Tag 21: Rooney’s kicking home, he’s kicking home; der letzte Zaubertrick Brasiliens

ENG – POR 1:3 n.E.

[Vorbericht]

– Die Engländer sind ja immer noch im Turnier. Langsam ist es aber mal gut. The new heirs of rumble football, die neuen Erben des Rumpelfußballs. Die müssen wir heimlich beim 0:1 damals in Wembley angesteckt haben. Als wir danach gegen große Gegner keine Erfolge mehr erzielen konnten. Aber das ist seit gestern ja Geschichte. Fragt Maradona (den ich leider, leider in den letzten Stunden nirgendwo gesehen habe).

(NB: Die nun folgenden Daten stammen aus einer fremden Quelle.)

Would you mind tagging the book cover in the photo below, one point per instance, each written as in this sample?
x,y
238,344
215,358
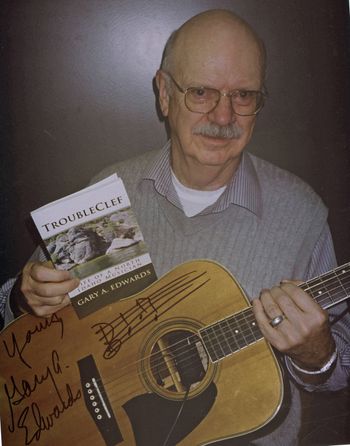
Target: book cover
x,y
94,234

– Portugal gegen Deutschland im Finale. Hätte ich nix dagegen. Haben die bisher schon was gewonnen bei Welt- und Europameisterschaften? Spontan würde ich das verneinen wollen. Heuer wird es zwar leider wieder nichts geben, aber Vizeweltmeister ist doch auch ein schöner Titel für den Briefkopf.

[Nachbericht]

– ENGLAND’S COMING HOME, IT’S COOOMING HOME, IT’S COMING HOME, IT’S COMING. Ach, wie schade. Dass Beckham und Rooney schon draußen waren und nicht dabei helfen konnten, Elfmeter zu verschießen. Testfrage: wer hat als einziger Engländer getroffen? Na? Der Hargreaves. Das hat er in der Bundesliga gelernt.

– Das Bild vom heulenden Beckham (nach seiner Auswechslung) entschädigt schon ein wenig dafür, dass Maradona noch zu keiner öffentlichen Flennerei zu bewegen war. Vorbildlich: Rooney, der bissige kleine Gemächttreter, weiß schon in jungen Jahren, wie man England am sichersten von Triumphen fernhält. Gut gemacht, Pitbully.

BRA – FRA 0:1

[Vorbericht]

– Finale 1998, 3:0 für Frankreich, zwei Kopfballtore von Zinedine Zidane. Bei dem Gedanken allein verliert Roberto Carlos schon mindestens 2 Bar Luftdruck aus den Oberschenkeln. Ich glaube, die Franzosen sind derzeit so unvorhersehbar, dass ihnen alles zuzutrauen ist. Solange nicht zu viele Bälle auf das Tor von Barthez kommen. Am besten sicherheitshalber gar keine.

– Die Franzosen würde ich schon gerne in einem Halbfinale gegen Portugal sehen. Dann heißt es Vorhang auf für The Beauty & The Beast, Luis Figo & Frank Ribery.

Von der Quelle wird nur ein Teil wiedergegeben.